Pour Lacan il n’y a ni à raccorder les bouts de la déchirure ni à l’inverse à voir là de l’ineffable, il y a à couper à ce moment-là. Pourquoi ? Après avoir parlé des déchirures du discours, Lacan continue « il apparaît dans le discours quelque chose comme irrationnel». Et il précise: je ne vais pas vous faire entendre irrationnel au sens courant, je vous ferai entendre irrationnel comme en arithmétique, au sens du nombre irrationnel. Il avait commencé le séminaire, vous le savez, en parlant du Ménon, de l’incommensurabilité de la diagonale et du côté du carré.
Il pointe donc le sens du mot irrationnel en arithmétique, cet irrationnel-là est précieux.Il est curieux qu’il ne signale pas le sens du mot ineffable en arithmétique. Je ne sais pas s’il y pensait. On ne le trouve pas dans tous les dictionnaires, on le trouve dans le Littré: le nombre ineffable c’est justement le nombre irrationnel, le nombre incommensurable.
Il faut en venir à ceci: qu’est-ce que ce séminaire apporte qui concerne plus directement la pratique ?
Du côté du moi d’abord, c’est-à-dire du côté de sa résistance. Ça se résume vite à partir de ce que Lacan a dégagé. Le point important c’est que, pour lui, la résistance du moi n’est pas intrinsèque au moi comme chez Freud, elle est liée à la relation imaginaire, à la relation au petit autre. Et donc la conséquence, la conséquence technique, mais pas technique seulement, éthique, se déduit de ceci c’est que, dit-il, la résistance c’est vous qui la provoquez en étant situé dans l’axe imaginaire. Même si l’autre vous ne le regardez pas, vous pouvez très bien être assis dans le fauteuil et être pris dans l’axe imaginaire. La résistance vous la provoquez, dit Lacan, en imaginant qu’il faut une force pour vaincre la dite résistance du moi, qui n’est en fait qu’une inertie. Vous connaissez sa formule: la seule résistance c’est celle du psychanalyste et il doit tout faire pour l’annuler, sa cure est faite pour ça.
Du côté du langage et de la parole, on vient à ce que vous pointiez tout à l’heure. La pratique freudienne, dit Lacan, c’est une pratique poétique, c’est-à-dire créatrice, créatrice d’un sens qui va au-delà de l’imaginaire.
Je vais citer un peu parce que c’est un passage qui m’a accroché, vous verrez, je crois qu’on a un peu tendance à négliger ce qu’il dit là pour retenir plutôt ce qu’il a enseigné ensuite sur la coupure et sur l’équivoque et qui est évidemment essentiel. Il parle, c’est à la page 332, d’apprendre à l’analysant « à nommer, à articuler, à faire passer à l’existence » ce désir qui « est en-deçà de l’existence » et qui pour cette raison « insiste », insiste dans l’automatisme de répétition.
Donc faire nommer, articuler, faire passer à l’existence ce désir qui est en-deçà de l’existence.
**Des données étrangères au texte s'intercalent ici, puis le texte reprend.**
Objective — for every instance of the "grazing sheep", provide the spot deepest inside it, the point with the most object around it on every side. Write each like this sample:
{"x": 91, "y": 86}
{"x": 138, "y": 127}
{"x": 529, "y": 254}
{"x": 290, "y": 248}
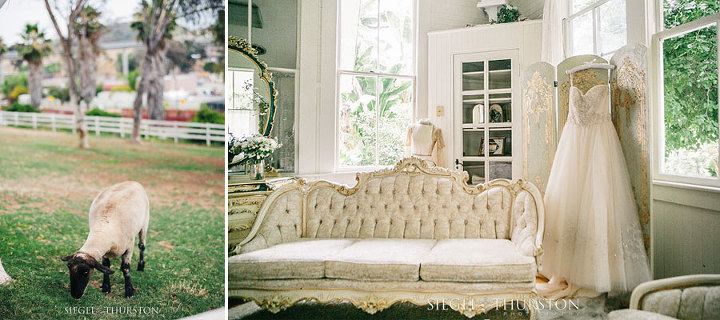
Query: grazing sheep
{"x": 116, "y": 215}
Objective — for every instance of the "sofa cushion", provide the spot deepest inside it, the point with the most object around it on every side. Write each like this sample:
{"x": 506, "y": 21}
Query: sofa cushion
{"x": 292, "y": 260}
{"x": 632, "y": 314}
{"x": 379, "y": 260}
{"x": 473, "y": 260}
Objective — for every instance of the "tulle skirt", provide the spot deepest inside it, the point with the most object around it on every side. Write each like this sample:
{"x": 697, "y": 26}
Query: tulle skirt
{"x": 592, "y": 233}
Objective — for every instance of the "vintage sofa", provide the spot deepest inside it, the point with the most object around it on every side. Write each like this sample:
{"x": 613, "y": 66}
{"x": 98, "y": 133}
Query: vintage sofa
{"x": 413, "y": 233}
{"x": 692, "y": 297}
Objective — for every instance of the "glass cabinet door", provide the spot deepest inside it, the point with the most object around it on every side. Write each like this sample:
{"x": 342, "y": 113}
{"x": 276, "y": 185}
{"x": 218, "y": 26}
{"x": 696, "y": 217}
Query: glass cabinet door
{"x": 484, "y": 115}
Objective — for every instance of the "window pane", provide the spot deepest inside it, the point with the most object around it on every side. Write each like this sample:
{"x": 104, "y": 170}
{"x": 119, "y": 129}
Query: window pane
{"x": 396, "y": 36}
{"x": 242, "y": 89}
{"x": 283, "y": 128}
{"x": 358, "y": 35}
{"x": 677, "y": 12}
{"x": 582, "y": 34}
{"x": 691, "y": 103}
{"x": 395, "y": 113}
{"x": 613, "y": 27}
{"x": 358, "y": 119}
{"x": 578, "y": 5}
{"x": 277, "y": 31}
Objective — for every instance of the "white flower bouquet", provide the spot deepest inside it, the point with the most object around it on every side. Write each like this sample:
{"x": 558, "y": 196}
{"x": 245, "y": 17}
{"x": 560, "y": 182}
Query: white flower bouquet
{"x": 253, "y": 149}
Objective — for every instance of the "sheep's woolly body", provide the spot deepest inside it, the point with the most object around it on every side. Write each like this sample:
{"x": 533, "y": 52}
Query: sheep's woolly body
{"x": 116, "y": 216}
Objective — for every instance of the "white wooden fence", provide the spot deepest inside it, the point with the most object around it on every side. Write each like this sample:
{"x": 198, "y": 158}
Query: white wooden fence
{"x": 175, "y": 130}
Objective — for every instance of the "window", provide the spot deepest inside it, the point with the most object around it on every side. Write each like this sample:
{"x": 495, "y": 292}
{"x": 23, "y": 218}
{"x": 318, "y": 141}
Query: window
{"x": 596, "y": 27}
{"x": 376, "y": 80}
{"x": 688, "y": 135}
{"x": 241, "y": 118}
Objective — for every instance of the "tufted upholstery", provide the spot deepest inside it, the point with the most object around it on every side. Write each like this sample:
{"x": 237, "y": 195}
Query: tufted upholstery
{"x": 411, "y": 205}
{"x": 282, "y": 221}
{"x": 405, "y": 234}
{"x": 408, "y": 204}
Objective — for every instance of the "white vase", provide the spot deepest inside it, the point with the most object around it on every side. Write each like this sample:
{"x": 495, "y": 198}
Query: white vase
{"x": 478, "y": 113}
{"x": 257, "y": 170}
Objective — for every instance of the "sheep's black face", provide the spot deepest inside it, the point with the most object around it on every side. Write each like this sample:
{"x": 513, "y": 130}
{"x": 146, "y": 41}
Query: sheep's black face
{"x": 80, "y": 273}
{"x": 81, "y": 267}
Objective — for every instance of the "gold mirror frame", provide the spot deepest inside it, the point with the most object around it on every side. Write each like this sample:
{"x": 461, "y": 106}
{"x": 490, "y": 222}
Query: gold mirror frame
{"x": 243, "y": 47}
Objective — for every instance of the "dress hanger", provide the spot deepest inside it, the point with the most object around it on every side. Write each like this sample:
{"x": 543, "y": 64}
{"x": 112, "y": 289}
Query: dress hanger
{"x": 590, "y": 65}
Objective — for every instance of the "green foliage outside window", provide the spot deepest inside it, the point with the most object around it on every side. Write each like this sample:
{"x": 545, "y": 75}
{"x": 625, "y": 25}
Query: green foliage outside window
{"x": 691, "y": 91}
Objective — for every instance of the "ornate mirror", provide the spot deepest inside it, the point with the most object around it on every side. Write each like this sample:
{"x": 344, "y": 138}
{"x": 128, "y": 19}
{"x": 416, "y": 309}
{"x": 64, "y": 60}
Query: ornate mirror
{"x": 251, "y": 91}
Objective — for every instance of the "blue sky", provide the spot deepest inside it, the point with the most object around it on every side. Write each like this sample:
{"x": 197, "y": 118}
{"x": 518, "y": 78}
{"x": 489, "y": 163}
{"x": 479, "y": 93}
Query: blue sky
{"x": 16, "y": 13}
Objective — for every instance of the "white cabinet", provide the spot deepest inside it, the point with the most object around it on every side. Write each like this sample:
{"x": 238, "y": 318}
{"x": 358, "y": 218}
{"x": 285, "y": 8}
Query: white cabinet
{"x": 485, "y": 111}
{"x": 473, "y": 75}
Mais, c’est bien clair, il ne s’agit pas de nommer un objet du registre imaginaire, il ne s’agit pas d’objectivation dans cette nomination. Lacan insiste beaucoup sur ce point: l’objet du désir ne peut être nommé, il met au défi de dire quel est l’objet du désir de Freud dans la Traumdeutung. L’objet a nous l’avons appris ne peut être nommé. Donc nommer, apprendre à nommer, contre l’objectivation, contre le mur du langage, pour faire surgir ce désir qui est en deçà de l’existence.
Ce n’est pas si évident cette nomination qui fait surgir un désir. On retrouve dans ce même passage ce sur quoi j’ai insisté, à savoir que le mot, et forcément la nomination,« introduit la présence comme telle et du même coup creuse l’absence comme telle ». Vous voyez, avec le terme d’existence, il s’agit encore de la présence sur fond d’absence, ou inversement. Dans cette mise en place, la présence, l’existence, relèvent du symbolique, l’absence serait du côté du trou, du réel. C’est déjà ce qui ressortait de sa comparaison des 0 et des 1 de la cybernétique avec ce qui se passe dans la cure.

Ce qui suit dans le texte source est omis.